Apple hints it may start allowing Bitcoin apps


Apple tossed a bone to the world’s bitcoin services this week. But not all of them are reaching for it. At its Worldwide Developer Conference on Monday, Apple seemed to make nice with the world’s most popular digital currency, hinting that it may allow bitcoin wallet apps back onto the iPhone and the iPad, and several outfits say they plan on resubmitting their apps for inclusion in the Apple App Store, the gatekeeper for all iOS software. But others are so unhappy with the way Apple banned the digital currency earlier this year, they’ve resolved to avoid Apple hardware entirely. The fact of the matter is that if bitcoin is going to have any shot at replacing cash or credit cards, we’ll need wallet apps on smartphones.

That’s how people use bitcoin to pay for lattes in coffee shops or settle fares in taxi cabs. These apps are widely available on Android phones, and at one point, many were available in the Apple App Store too, including wallets from startups Coinbase and Blockchain. But over the past year, Apple made an unexplained decision to remove such apps from the Store.

Apple seemed to make nice with the world’s most popular digital currency, hinting that it may allow bitcoin wallet apps back onto the iPhone and the iPad. When the last major app–Blockchain’s bitcoin wallet–was pulled a few months back, bitcoiners were so angry, they started smashing, shooting, and otherwise destroying their iPhones.

But the rather touchy situation took another turn at WWDC. With its new App Store Review Guidelines–the Cupertino bible that lays out what software developers shalt and shalt not do–Apple added a new section that addresses digital currency.

“Apps may facilitate transmission of approved virtual currencies provided that they do so in compliance with all state and federal laws for the territories in which the app functions,” the guidelines now read. The company didn’t say whether bitcoin–or indeed any existing virtual currency–is on this list. And it did not respond to a request for comment on the matter.

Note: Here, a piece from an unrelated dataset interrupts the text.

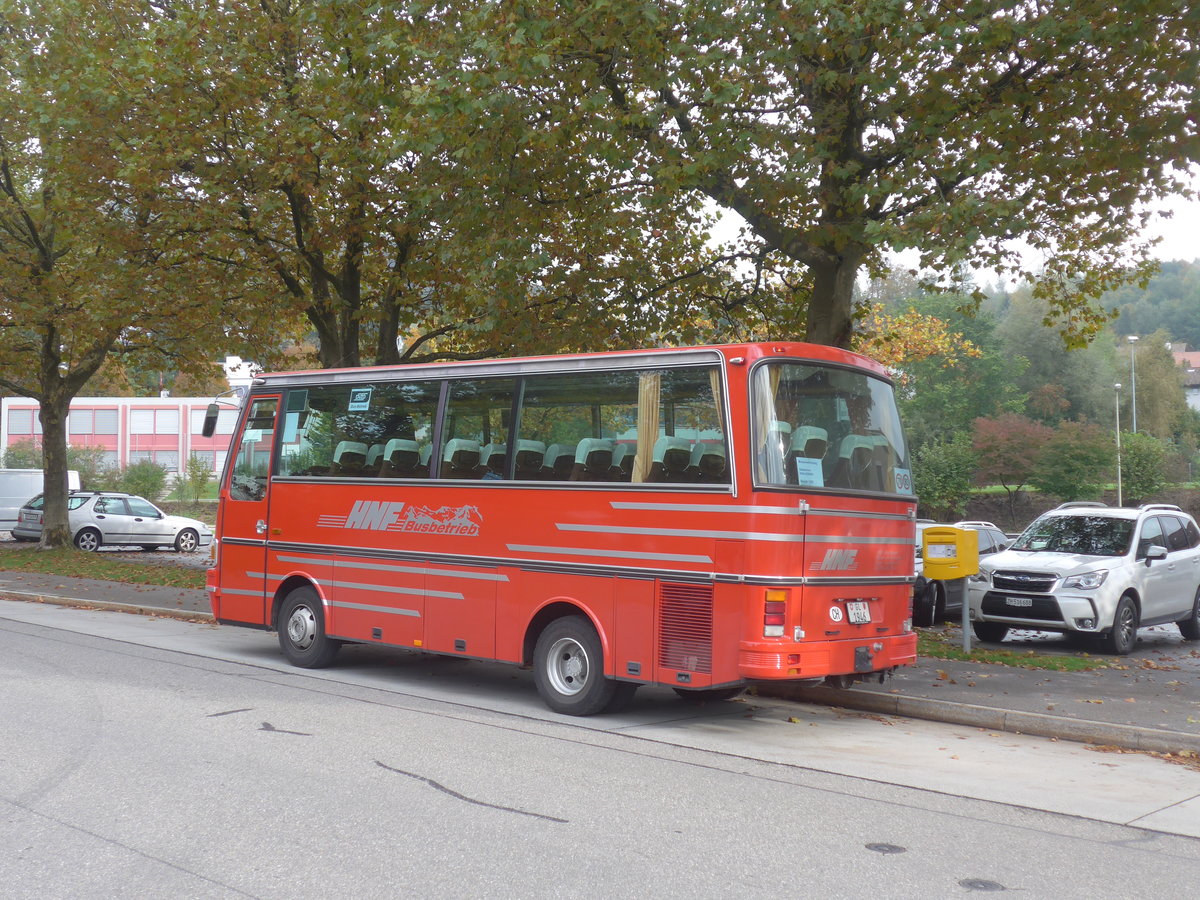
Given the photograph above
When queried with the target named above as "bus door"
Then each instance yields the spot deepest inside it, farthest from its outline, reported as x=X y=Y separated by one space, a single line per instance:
x=245 y=499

But the fuzzy new guidance is good enough for many companies that offer bitcoin wallet apps.

Andreas Antonopoulos, the chief security officer with Blockchain, tells us the company plans on resubmitting its app to the App Store within days.

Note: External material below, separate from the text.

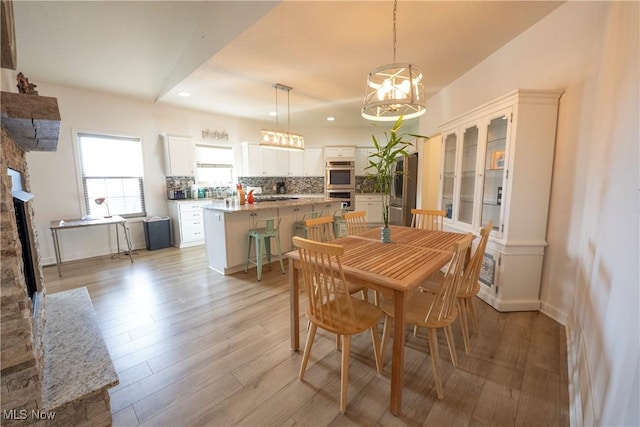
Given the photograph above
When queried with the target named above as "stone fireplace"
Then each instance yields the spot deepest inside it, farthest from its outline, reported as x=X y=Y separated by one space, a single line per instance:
x=37 y=346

“We are cautiously optimistic,” says Antonopoulos.

CoinBase says it will re-submit too. Ben Davenport, a chief product officer with another bitcoin startup called BitGo, says his company will submit a brand new mobile app, though he can’t say when this will happen. And the makers of Gliph–an iOS secure texting app that allows bitcoin payments–say they will try and restore the tools they were forced to remove because of Apple’s prohibitions.

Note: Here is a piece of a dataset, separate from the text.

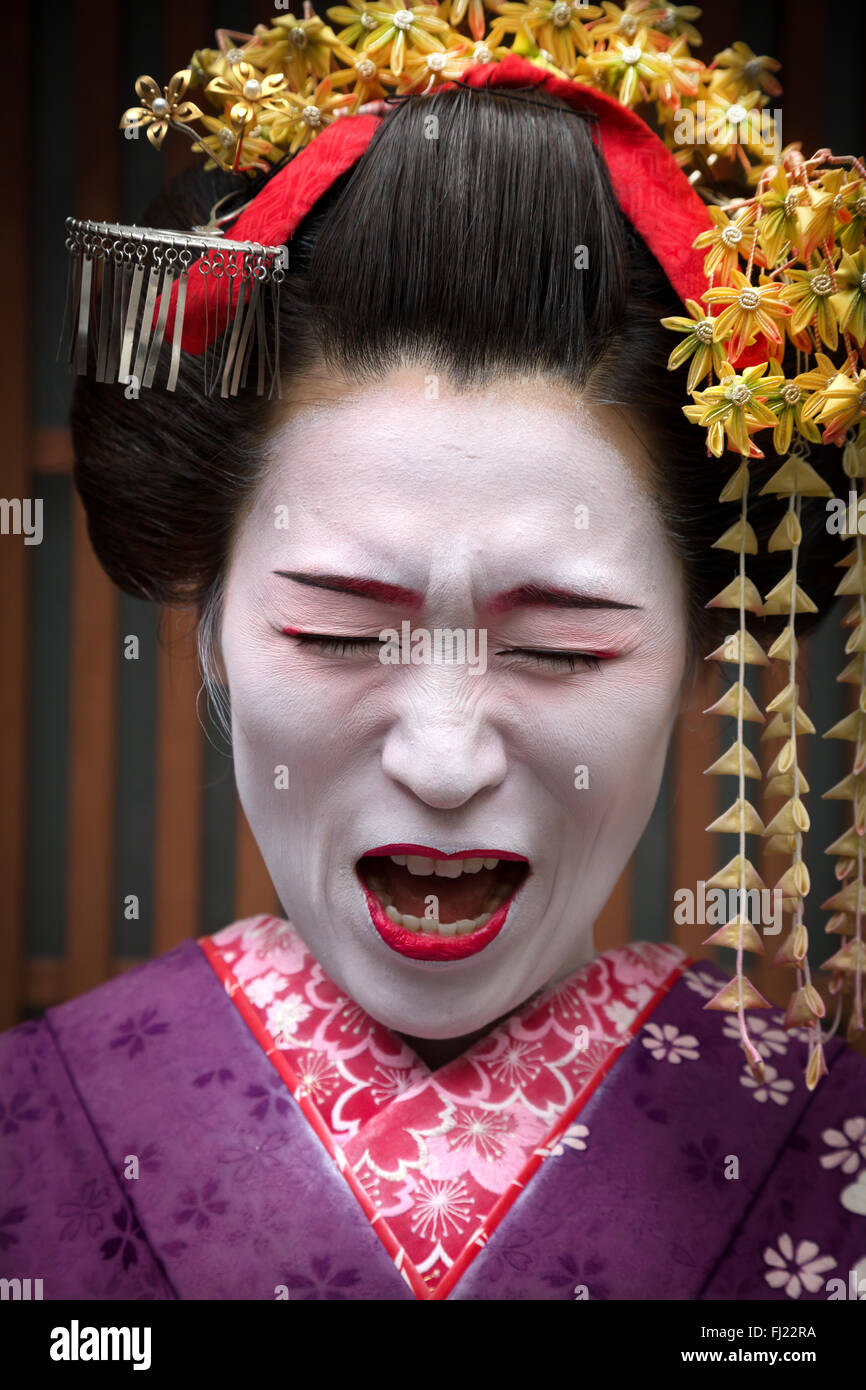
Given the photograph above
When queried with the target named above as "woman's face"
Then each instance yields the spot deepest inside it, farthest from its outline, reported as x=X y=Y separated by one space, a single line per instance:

But some bitcoin developers have no intention of dealing with the App Store. The makers of the Hive wallet say that after Apple instituted its bitcoin ban, they moved to a web-based HTML5 wallet that could be used with the iPhone Safari browser, in lieu of a downloadable app.

“[W]e generally want to stop supporting proprietary, centrally managed platforms,” says Wendell Davis, Hive Wallet’s CEO. “Apple has the greatest user interface designers in the world, no doubt, but we no longer see this as the right way to engage in the business of computing.”

Andreas Schildbach, the developer of Android Bitcoin Wallet app, feels much the same way. “Apple’s indiscriminate policy has always kept me from developing for them,” he says.

Dmitry Murashchik, a community manager with the Mycelium wallet project says he’s not sure if Mycelium will submit an IOS app.

“Since that would be a time-consuming project, and we already have another project underway, we may wait until we are sure that Bitcoin apps are really allowed,” he says.

Unless Apple changes its policies in big ways, it won’t win back the entire bitcoin community.

“Apple pissed off a good many developers,” says Adam Levine, a bitcoin enthusiast and the host of the Let’s Talk Bitcoin internet audio show. “More importantly, they demonstrated that their ecosystem is arbitrary. They do what they want, when they want, with no public input.”

But it looks like most of the popular app-makers are going to come around. Apple’s platform is simply too important for bitcoin companies to ignore.

“People might think that they’ve been heavy-handed in this case,” Davenport says. “But now that the tide has turned…the people who need to run a business and reach users are going to get over it.”